I was so convicted. I started crying on the patio where I was sitting. It was probably quite a sight for the poor DTS student who was trying to do his laundry out there, but I didn’t care. I knew that chains had just been broken in my life.
Later, I texted my squad leader to update him on all God had shown me. He said that, since I took away the title of “judge” for God, I should pray about what to replace it with. I prayed over the next two days, and God gave me the word WARRIOR. A warrior is very different from a judge, A judge impartially holds you against a standard, but a warrior fights for you. A warrior is willing to die for you. God is my warrior, not my judge. I had such a peace after processing through all of this. God is so good! However, that’s not the end of the story.
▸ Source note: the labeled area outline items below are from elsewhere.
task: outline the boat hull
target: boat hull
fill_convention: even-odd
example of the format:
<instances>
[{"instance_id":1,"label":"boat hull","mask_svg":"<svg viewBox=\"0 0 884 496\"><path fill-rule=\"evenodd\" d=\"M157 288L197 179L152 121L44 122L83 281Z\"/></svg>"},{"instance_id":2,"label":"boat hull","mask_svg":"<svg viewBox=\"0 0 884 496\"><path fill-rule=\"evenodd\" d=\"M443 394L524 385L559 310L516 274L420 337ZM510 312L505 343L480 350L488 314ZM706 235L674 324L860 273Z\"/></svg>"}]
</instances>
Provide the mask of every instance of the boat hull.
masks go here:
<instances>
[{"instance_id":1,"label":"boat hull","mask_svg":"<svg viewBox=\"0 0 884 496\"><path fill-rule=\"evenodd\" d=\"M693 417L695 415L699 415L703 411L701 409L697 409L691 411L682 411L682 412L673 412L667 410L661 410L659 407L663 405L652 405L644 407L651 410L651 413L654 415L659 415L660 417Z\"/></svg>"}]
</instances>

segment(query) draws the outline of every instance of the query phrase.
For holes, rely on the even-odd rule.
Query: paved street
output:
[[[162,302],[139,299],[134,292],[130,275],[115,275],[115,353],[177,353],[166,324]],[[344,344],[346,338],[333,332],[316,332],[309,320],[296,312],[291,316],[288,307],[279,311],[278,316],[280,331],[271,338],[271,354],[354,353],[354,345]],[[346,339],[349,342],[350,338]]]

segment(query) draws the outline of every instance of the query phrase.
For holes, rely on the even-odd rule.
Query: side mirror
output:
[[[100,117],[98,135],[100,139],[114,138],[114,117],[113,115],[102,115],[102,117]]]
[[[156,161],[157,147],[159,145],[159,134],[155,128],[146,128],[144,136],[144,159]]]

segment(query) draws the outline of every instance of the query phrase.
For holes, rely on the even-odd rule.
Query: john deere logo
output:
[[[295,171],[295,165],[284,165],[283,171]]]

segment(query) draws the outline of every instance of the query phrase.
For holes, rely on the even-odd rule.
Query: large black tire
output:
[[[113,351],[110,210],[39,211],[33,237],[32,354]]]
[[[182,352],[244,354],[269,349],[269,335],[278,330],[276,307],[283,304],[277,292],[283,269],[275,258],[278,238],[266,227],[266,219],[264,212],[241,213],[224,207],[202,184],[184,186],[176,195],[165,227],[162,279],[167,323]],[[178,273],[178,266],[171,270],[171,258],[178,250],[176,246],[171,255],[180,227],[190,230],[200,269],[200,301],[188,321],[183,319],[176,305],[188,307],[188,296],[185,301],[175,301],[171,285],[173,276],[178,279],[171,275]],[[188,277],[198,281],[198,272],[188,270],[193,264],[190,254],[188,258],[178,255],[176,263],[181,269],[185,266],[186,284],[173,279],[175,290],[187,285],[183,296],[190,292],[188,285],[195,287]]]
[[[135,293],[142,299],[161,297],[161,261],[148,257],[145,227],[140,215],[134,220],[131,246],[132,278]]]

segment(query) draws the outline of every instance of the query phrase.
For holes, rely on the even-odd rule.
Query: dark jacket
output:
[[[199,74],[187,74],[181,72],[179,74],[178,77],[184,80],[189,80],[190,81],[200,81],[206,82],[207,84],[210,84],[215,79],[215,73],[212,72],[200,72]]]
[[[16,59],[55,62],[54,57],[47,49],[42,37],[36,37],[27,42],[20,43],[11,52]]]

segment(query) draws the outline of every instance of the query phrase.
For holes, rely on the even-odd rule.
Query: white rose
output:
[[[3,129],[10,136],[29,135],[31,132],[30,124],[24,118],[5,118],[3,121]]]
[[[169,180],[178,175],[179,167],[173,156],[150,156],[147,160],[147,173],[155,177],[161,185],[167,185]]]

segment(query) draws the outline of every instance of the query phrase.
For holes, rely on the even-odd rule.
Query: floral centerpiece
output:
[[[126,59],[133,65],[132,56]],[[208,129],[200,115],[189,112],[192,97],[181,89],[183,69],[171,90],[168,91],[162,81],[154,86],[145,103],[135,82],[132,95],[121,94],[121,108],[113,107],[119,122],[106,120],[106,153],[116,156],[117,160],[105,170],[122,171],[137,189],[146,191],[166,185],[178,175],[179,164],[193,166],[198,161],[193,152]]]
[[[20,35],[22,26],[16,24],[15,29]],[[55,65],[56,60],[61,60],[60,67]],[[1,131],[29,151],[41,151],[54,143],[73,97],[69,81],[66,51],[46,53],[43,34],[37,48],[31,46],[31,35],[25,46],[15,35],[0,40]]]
Two weeks later, on the morning of September 15th, my team was having intercession with the YWAM staff and students. Intercession at YWAM is the same as listening prayer. It is a time where we ask the Lord to speak to us about a certain area. This particular morning, we asked God how each of us could give of ourselves to bless another person. As I was praying, Alex, one of the DTS students, came up to me with a translator. He told me that God wanted me to step out in courage, despite my past. He said that maybe people in my past had made me feel insignificant, but that I should not let those things have power over me anymore.
After Alex told me all of this, he handed me a napkin with Joshua 1:9 written on it. When I saw that verse, my heart started beating. That verse has followed me my whole life in some way. When I had arthritis as a child, Joshua 1:9 was my go to verse. When I was ten, and I had surgery on my hand, I had to leave my parents in the waiting room and walk away with the doctors to have the surgery. I was absolutely terrified. I felt like crying my eyes out, but I kept repeating Joshua 1:9 to myself over and over again. “Be strong and courageous. Do not be terrified, do not be discouraged, for the Lord your God is with you wherever you go.”
Receiving that verse from Alex meant so much to me, and his words were confirmation of what God has been speaking to me over the last two weeks. I went upstairs to pray and think on the verses some more, when Cindy came up to me. She handed me a note, and said that God gave her some words to give me. She rushed off too DTS class, and I went into my team’s room.
I read the note. It said that God wanted me to stop living in fear. It said all the things that God had said to me while I cried on the patio two weeks previously. In the middle of the note, Cindy wrote that God had given her a word for me. That word was WARRIOR. The exact same word he gave me before. I freaked out. I called my squad leader right away because I could not beleive what was happening. After I talked to him, I realized that I hadn’t even finished the note. I started to read it again, and, when I got to the end, there was a verse at the bottom. You can probably guess what that verse was. That’s right, Joshua 1:9.
God is so good. He is undeniably, magnificently, and completely good. I called on him, and he answered me. He wants to break all the chains in my life. He is my strength and he is my freedom. I am so overwhelmed by his love for me. He has brought me into a place of so much more joy through all of this, and yet I long for more. That’s the great thing about him. He is infinite, and so there is always more of him to discover.
Doing ministry in Zone 3, Guatemala City’s dump zone.